We have clear and unmistakable evidence that any entity that operates without some form of over-sight – from above and below – will become corrupted if left on its own inevitable course. Yes, even God’s Church! If we follow Peter’s instruction to be submissive one to another (1st Pet. 5:5) we won’t see the destructive conditions that we have experienced. By abandoning our mandate to know them which rule over us, to know them BY their fruits, not by their prestigious “offices” alone, we place God’s Church at serious risk! When we are instructed to “know them”, we should strive to do exactly THAT, fully, without hesitation!
With Full Discernment
No person with God’s Spirit ought to check his brains at the door, as was encouraged, and rather forcefully so at times. God’s Word instructs us to: “Remember them which have the rule over you, who have spoken unto you the word of God: whose faith follow, considering the end of their conversation… Obey them that have the rule over you, and submit yourselves: for they watch for your souls, as they that must give account, that they may do it with joy, and not with grief: for that is unprofitable for you.” 3 If this meant that we were to disregard what we might know about our leader(s), and follow them anyway, just on the basis of them being appointed over us, then would that not tend to corrupt our minds, contaminate our beliefs and compromise our principles? Granted, they MUST GIVE ACCOUNT, as we all will, but to overlook obvious faults in their conduct or teachings, just on the basis of their prestige, how can that be right or good for the Church? And is it just to God that they will give account? Are they be exempt from having to give account to the Church also when and if they do her harm? Our ministry has done us much harm!

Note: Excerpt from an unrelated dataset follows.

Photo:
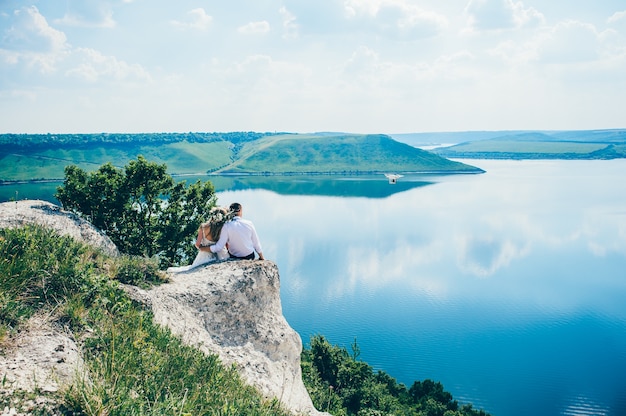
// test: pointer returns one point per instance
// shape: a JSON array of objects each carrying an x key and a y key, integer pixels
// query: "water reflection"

The lesson of recent times has impressed itself upon a number of us, while others have missed the point entirely. By God’s design, I feel, we were put in a position that revealed where we stood. Did we regard our leadership more highly, or did we regard God’s Truth more highly? That was the choice put before us. We were tested! If God’s people won’t monitor the situations in the Church, who will? That IS our mandate!